Water’s Edge: Excerpt from Chap 1

A Little Context

For Serena, moving to a new town and a new school is only half the problem.  Left behind by her father to live with near-strangers, Serena must learn to live quietly and suppress her powerful gift.  If she can’t figure out how to do that, members of The Order might notice that things around Serena aren’t as “Normal” as they should be.  Making new friends and attracting the attention of an artistic young man with his own disturbing gifts only complicates matters.

Excerpt from Chapter 1

Once in the hallway, I leaned against the row of lockers, taking deep breaths, trying to blink away the tears.  I hated my life right now.

I saw the girls’ restroom and escaped inside.

I checked each stall to make sure I was alone.  I turned back to the door and locked it.  Just a few minutes of privacy.

And the lovely things about bathrooms?  Always plenty of water.  I have a thing about water, did I mention that?  It’s kind of important.

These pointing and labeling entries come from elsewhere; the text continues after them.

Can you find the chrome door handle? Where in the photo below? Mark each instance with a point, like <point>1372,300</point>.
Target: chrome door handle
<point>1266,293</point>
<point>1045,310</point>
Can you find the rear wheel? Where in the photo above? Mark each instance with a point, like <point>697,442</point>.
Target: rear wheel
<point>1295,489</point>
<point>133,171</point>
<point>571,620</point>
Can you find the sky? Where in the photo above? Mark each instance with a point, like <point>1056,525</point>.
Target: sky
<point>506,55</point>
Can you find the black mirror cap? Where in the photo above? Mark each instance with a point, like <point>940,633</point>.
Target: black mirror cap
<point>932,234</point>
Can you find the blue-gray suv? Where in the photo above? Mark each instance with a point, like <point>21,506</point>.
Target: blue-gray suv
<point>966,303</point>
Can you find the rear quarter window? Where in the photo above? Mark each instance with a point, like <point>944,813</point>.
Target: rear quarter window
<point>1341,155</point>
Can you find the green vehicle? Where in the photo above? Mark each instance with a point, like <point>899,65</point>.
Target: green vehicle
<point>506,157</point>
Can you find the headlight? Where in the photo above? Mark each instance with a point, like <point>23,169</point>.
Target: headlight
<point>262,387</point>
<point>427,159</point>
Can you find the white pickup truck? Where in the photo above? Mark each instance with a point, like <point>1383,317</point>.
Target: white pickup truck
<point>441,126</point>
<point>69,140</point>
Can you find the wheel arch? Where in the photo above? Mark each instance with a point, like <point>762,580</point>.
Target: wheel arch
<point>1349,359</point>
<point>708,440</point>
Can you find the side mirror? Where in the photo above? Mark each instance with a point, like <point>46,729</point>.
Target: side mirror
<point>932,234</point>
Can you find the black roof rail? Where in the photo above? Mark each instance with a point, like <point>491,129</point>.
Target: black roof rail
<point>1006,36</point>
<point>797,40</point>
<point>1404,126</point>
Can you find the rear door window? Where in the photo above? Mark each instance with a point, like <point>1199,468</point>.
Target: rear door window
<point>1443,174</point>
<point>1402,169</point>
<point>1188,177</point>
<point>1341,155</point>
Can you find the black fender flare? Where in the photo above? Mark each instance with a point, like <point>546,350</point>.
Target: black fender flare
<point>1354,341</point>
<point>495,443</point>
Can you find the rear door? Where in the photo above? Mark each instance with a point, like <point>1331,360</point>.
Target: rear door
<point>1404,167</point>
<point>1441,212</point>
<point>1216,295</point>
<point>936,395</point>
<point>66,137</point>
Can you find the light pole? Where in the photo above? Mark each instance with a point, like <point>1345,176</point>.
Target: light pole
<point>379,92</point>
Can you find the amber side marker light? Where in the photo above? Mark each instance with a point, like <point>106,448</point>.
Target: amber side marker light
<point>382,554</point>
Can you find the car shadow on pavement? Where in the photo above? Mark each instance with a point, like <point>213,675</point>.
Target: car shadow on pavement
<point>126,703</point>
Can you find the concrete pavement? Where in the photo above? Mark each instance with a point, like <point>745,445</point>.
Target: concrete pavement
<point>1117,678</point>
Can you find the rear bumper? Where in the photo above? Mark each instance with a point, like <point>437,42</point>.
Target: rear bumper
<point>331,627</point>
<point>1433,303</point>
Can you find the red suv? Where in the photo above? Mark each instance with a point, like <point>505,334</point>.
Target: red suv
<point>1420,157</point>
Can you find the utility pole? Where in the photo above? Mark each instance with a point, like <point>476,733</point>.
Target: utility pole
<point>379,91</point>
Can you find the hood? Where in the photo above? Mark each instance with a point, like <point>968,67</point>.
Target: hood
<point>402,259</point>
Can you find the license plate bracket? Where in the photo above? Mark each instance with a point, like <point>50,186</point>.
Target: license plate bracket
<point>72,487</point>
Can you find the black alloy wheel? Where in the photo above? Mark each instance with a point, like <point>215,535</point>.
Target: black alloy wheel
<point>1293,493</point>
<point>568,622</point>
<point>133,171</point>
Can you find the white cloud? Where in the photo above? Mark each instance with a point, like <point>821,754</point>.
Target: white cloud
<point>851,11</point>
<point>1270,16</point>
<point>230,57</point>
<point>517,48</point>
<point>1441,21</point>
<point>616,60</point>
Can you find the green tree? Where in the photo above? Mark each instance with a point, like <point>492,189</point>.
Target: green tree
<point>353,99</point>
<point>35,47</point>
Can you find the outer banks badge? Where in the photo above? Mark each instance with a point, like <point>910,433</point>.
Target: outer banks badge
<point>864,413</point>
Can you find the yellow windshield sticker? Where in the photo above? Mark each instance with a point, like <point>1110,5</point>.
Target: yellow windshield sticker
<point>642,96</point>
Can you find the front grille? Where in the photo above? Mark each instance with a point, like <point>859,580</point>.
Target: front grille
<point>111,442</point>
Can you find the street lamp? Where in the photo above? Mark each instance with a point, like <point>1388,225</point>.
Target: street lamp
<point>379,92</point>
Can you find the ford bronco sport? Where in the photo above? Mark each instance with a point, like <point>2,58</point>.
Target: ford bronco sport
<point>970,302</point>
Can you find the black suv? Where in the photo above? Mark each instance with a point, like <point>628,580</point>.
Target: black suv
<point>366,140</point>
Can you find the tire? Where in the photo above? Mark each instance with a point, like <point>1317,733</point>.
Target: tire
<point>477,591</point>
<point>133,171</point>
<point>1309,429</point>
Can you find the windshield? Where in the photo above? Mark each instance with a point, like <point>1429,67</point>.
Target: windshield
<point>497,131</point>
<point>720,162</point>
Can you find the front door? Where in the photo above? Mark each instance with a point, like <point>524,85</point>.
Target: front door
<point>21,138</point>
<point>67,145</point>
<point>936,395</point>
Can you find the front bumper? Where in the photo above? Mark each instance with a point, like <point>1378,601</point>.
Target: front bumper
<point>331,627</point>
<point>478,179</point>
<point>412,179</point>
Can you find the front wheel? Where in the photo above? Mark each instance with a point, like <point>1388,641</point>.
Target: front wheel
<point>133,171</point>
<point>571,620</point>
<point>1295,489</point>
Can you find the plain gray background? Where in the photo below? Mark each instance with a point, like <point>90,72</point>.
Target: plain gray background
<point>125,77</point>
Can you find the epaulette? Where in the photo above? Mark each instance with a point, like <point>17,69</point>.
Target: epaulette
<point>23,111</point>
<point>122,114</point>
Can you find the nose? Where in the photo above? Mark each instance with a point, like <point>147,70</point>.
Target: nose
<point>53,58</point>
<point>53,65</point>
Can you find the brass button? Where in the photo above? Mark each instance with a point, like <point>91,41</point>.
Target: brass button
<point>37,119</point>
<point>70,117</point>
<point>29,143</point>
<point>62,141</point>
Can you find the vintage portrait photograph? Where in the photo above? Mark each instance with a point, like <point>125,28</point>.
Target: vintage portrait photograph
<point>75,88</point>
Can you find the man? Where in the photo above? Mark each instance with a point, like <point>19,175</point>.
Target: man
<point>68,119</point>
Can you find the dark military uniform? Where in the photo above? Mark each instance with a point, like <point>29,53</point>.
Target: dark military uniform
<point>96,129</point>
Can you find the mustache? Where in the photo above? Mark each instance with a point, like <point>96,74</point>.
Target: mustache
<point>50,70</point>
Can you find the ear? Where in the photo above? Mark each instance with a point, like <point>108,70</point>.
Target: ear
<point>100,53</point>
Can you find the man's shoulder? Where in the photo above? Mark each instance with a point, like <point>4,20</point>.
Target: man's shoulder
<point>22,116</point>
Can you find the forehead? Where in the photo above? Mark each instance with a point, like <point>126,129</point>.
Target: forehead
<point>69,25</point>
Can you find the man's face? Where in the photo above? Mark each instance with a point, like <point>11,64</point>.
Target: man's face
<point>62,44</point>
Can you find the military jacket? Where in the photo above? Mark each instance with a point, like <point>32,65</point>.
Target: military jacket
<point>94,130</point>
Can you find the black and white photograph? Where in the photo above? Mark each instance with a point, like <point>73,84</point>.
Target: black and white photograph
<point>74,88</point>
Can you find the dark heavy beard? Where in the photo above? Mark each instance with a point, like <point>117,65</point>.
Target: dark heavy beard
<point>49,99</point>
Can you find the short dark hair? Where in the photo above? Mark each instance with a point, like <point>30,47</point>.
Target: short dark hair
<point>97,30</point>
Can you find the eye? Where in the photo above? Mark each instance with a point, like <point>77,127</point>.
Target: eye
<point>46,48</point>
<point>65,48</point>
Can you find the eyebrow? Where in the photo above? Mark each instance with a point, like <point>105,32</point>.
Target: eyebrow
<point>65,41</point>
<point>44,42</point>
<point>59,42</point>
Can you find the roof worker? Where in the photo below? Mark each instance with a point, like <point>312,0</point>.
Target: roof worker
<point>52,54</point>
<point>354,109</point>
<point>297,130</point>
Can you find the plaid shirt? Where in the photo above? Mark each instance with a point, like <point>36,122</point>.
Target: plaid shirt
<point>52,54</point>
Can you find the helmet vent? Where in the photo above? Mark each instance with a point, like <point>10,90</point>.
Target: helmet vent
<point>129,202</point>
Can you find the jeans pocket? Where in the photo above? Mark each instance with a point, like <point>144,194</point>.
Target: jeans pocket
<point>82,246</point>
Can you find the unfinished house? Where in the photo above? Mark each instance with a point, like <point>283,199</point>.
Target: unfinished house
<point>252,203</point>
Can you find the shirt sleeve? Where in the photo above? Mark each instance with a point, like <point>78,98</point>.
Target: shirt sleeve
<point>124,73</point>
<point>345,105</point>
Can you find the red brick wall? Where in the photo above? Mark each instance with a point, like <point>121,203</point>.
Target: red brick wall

Inhaling deeply, I tried to channel the power weighing like a brick in my chest, tried to shift the filter, imaging the breath flowing all the way to the bottoms of my feet, I felt the water pulling toward my call, answering, and grief swirled through my heart unexpectedly.

There were ten porcelain sinks in this restroom.  With a little flick of the power seated in my chest, I let the water pour.

Each of the ten faucets twisted on and water gushed, thundering.  I exhaled, pushed the air out, willing the negative feelings and hurt to flow down the drain with all the water.

Steam began to rise, the heat fogging the mirrors.

I breathed in and the air was heavier, damp, and soothed my heart some.

It took me a few minutes, but as I began to feel calmer, the water’s fury eased.  I breathed out and let the water’s power go until each faucet was only tinkling.

I swiped at a mirror, looking at my reflection.  Green eyes stared back, my dead mother’s mouth, my missing father’s straight nose.

But at least I didn’t look like I had cried.  Never let ‘em see you cry, I thought.

I walked down to each sink, turning the knobs manually with my hand, cutting off the flow of water.

I gathered up my bag from the floor where it had dropped.

4 thoughts on “Water’s Edge: Excerpt from Chap 1

  1. William James says:

    What I’d recommend is a face to face critique group. Probably four individuals would be a sufficient size for long prose. That would be a two-to-four hour meeting once a month. And I would suggest a pot luck in ones individual home versus a meal out a a noisy restaurant or bar.

    I’m sure that there are other writers within a hundred miles of where you live who would love the social interaction of peers. Writers need a certain amount of community and peer support.

    Groups such as these help much more than do classroom workshops (as you noted in your post).

    • AprilinWichita says:

      Your comment read my mind, and thankfully, my Kansas Writers Association friends have stepped up. We are tentatively forming a group under nearly the guidelines you suggested. Thank you for you input!

  2. William James says:

    Your pantoum (and a villanelle) will be posted 7/25/11. Thank you for the challenge of those lines. However, I make no promises to the quality of the narratives. Hopefully, it will result in more traffic to your blogger page. Smiles.